Similarly, in the seventh century, those who followed Muhammad, as part of the new ummah, and those who remained good Jewish and Christian neighbours, reworked their faith life.  Yemen was a Jewish nation, and Mecca and Medina included established Jewish and Christian communities.  Arabs read the shared myths of Genesis, and traditions of Abraham and Ishmael as origin legends for clans and tribes, their own and others. 

 What Muhammad opposed was weakened monotheism and bad morality.  When he rallied allies against ‘infidels’, many Jews and Christians shared the campaign, many without converting to Islam.  It’s a stretch to find Antisemitism in the 6000 verses of the 114 surahs of Quran, and his version of the person and work of Jesus as one of the prophets is no great heresy.  Maryam, wife of Caliph Mu’awiya and mother of Caliph Yazid was Jacobite. 
When Muhammad moved from Mecca to Medina in the hijira of 622CE, festivals began as alternatives to infidel one: Eid al Adha, Eid al Fitr, and Ahsura,  Each has shared roots and parallels in the Abrahamic traditions, varied expression in different Muslim traditions, dating from the 7th century, and elaborated over many centuries in varied cultures and contexts since.  

 Eid al Adha remembers Abraham’s sacrifice of his son.  In Judaism the near-sacrifice of Isaac is observed in the Akedah. Eid al Adha and the Quran associates the submission of Abraham as involving Ishmael.    

 Eid al Fitr ends the month of Ramadan, breaking the monthlong fast, and including payment of Zakat al Fitr, charity gifts to the poor.  This ‘sweet Eid’ in various cultures is widely celebrated, in varying ethnic traditions here. 

 Ashura is a parallel to Yom Kippur, the Day of Atonement in Judaism.  The stories associated with the festival is exodus from Egypt, or Noah leaving the ark.  It is voluntary in Sunni tradition, superseded by Ramadan, but central in Shiite tradition, commemorating Karbala and the death of Husayn.  

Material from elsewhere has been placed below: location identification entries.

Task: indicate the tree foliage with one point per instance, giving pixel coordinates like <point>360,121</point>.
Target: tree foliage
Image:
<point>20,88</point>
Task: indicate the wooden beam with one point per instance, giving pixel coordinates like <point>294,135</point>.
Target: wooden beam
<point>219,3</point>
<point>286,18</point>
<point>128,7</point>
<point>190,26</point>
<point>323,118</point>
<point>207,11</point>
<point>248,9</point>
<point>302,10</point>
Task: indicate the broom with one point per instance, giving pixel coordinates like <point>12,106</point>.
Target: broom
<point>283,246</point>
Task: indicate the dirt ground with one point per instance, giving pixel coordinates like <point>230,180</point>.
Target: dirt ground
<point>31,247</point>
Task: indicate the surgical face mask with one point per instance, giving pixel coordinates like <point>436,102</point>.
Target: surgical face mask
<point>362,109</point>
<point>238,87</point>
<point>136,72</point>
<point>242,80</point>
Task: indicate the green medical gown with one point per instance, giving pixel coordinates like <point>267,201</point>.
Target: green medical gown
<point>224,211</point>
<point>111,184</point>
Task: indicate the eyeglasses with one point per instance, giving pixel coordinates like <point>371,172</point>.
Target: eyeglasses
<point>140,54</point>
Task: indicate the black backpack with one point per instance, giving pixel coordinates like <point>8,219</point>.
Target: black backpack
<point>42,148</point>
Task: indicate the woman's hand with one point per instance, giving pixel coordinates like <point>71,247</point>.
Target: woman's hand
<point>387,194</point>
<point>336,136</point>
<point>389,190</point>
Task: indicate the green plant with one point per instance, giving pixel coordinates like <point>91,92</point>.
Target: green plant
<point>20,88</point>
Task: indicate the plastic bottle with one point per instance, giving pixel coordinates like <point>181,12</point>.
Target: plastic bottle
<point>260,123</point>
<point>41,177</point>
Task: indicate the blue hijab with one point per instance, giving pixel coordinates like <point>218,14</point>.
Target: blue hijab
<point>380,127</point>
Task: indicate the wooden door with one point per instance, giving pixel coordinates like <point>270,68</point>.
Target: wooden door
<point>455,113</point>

Consider the various explanations that Christians would offer to explain their observances of Christmas, Easter, and Pentecost.  Is there really one ‘orthodox’ answer, relegating variations to the status of ‘heresy’?  Our Calvinist Puritan ancestors tried to ban Christmas and Easter! 

 What if ‘heretics like us’ reclaim monotheism and morality, conserving and transforming our heritage of faith into what may emerge as post-modern Abrahamic faiths?  The results will be as different from our medieval and our modern versions of each tradition, as they will be from each other.